Per Tahar Ben Jelloun la Primavera araba è un processo non ancora del tutto terminato e tuttavia decisivo per i Paesi arabi: un evento che è stato in grado di spazzare via la paura, una pagina nuova, impossibile da cancellare e da cui sarà altamente improbabile un ritorno alla situazione precedente. Questo, nonostante la condizione in Egitto, sia attualmente molto confusa. Durante la Primavera araba, movimento essenzialmente laico, gli islamisti sono stati solo in grado di rapinare queste rivoluzioni, di impossessarsene, dimostrando però la loro assoluta incapacità di governare. Si è trattato quindi, secondo Tahar Ben Jelloun, di una grande sconfitta dell’islamismo, che non ha mai compreso cosa fosse il potere.
Quello che ha unito le diverse popolazioni di questi paesi è stata un’unica parola: dignità. La gente ha protestato non per un miglioramento salariale ma per ottenere diritti, giustizia e libertà. Si combatteva per rivendicare il diritto di essere rispettati come cittadini.
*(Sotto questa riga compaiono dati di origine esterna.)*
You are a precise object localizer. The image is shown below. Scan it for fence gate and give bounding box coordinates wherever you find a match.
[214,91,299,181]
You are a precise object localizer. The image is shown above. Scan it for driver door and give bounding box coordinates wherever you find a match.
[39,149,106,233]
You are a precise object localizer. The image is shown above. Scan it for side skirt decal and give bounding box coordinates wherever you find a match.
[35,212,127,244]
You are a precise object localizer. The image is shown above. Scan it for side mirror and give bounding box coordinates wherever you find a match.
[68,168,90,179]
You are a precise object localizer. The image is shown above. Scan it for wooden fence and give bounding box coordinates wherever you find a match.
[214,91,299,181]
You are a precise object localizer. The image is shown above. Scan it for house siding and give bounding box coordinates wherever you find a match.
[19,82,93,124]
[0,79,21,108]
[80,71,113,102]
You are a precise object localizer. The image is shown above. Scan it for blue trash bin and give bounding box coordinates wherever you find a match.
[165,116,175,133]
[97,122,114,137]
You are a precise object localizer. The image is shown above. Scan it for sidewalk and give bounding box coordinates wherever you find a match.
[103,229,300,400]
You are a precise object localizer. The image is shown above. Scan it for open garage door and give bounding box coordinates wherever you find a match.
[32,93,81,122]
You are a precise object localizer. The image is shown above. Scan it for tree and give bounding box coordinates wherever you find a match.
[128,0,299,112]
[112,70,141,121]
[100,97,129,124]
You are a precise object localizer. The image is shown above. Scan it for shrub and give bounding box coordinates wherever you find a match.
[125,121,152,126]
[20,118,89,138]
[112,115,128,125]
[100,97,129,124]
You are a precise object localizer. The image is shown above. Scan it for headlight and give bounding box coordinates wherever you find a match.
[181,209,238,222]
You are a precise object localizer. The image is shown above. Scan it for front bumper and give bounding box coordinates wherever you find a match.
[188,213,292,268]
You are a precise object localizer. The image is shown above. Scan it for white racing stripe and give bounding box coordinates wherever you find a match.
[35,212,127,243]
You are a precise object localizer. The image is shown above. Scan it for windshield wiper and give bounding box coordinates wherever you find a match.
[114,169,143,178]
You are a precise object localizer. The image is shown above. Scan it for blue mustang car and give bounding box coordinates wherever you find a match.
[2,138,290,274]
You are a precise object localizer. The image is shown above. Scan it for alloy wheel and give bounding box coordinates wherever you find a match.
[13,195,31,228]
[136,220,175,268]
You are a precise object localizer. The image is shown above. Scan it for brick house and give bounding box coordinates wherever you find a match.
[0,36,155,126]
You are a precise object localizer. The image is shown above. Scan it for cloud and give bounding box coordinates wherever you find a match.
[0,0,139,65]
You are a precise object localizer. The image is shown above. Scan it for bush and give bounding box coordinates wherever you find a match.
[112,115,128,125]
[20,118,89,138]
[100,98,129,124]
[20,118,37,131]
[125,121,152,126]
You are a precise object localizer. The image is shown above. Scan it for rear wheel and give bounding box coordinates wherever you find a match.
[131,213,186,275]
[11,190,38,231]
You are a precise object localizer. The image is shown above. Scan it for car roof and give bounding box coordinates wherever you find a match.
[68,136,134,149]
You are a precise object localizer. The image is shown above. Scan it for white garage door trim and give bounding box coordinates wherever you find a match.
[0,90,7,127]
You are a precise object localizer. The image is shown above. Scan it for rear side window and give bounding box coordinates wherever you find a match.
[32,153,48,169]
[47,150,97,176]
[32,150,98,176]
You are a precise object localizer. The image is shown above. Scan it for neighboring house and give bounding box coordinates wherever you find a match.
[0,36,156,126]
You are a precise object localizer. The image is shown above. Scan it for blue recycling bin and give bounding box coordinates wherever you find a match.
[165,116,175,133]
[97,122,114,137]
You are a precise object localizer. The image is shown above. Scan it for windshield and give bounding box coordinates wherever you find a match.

L’autore non risparmia poi le critiche nei confronti dell’Europa, colpevole di non essere intervenuta immediatamente in Siria, quando Assad sparò sulla folla e sui civili. Nessun Paese africano o arabo, afferma perentorio, può dunque contare su un aiuto europeo. Riguardo alla questione nucleare in Iran, lo scrittore ha parlato di equilibri: se Israele e Pakistan sono in possesso del nucleare, è legittimo che l’Iran si chieda perché alla sua nazione questo venga negato. L’Iran, dice Tahar Ben Jelloun è e rimane un regime non popolare tuttavia per quel che concerne la trattativa sul nucleare sta dando garanzie di moderazione.
Tahar Ben Jelloun ha parlato anche del ruolo della letteratura in relazione a questi movimenti politici. La letteratura può diventare testimonianza di quello che è accaduto, ma per farlo ha bisogno di tempo e distanza poiché agisce attraverso simboli e metafore. Chi scrive può ispirarsi all’attualità ma ogni opera letteraria, se autentica, è destinata a trascenderla. Posizione diversa assume la poesia che può essere invece scritta contemporaneamente ai fatti.
Nella lunga intervista si è toccato anche l’argomento dell’immigrazione di questi primi anni Duemila. Qui Tahar Ben Jelloun ha messo in evidenza il paradosso: da un lato l’Europa ha bisogno di manodopera, di immigrati, dall’altro ci sono persone che arrivano sulle barche a Lampedusa e muoiono. Il problema secondo lo scrittore non è l’immigrazione quanto piuttosto quella rete di mafiosi che getta la gente in mare. All’Europa manca ancora una politica definitiva per l’immigrazione. Non sono gli immigrati a creare disoccupazione – ci sono lavori che gli europei non vogliono più fare – malgrado ciò continuano a dilagare in Europa movimenti xenofobi e razzisti.
Il ruolo dell’Italia, invece? Alla nostra terra Tahar Ben Jelloun guarda con affetto: è un Paese ricco di contraddizioni e, perciò, tra i più affascinanti al mondo.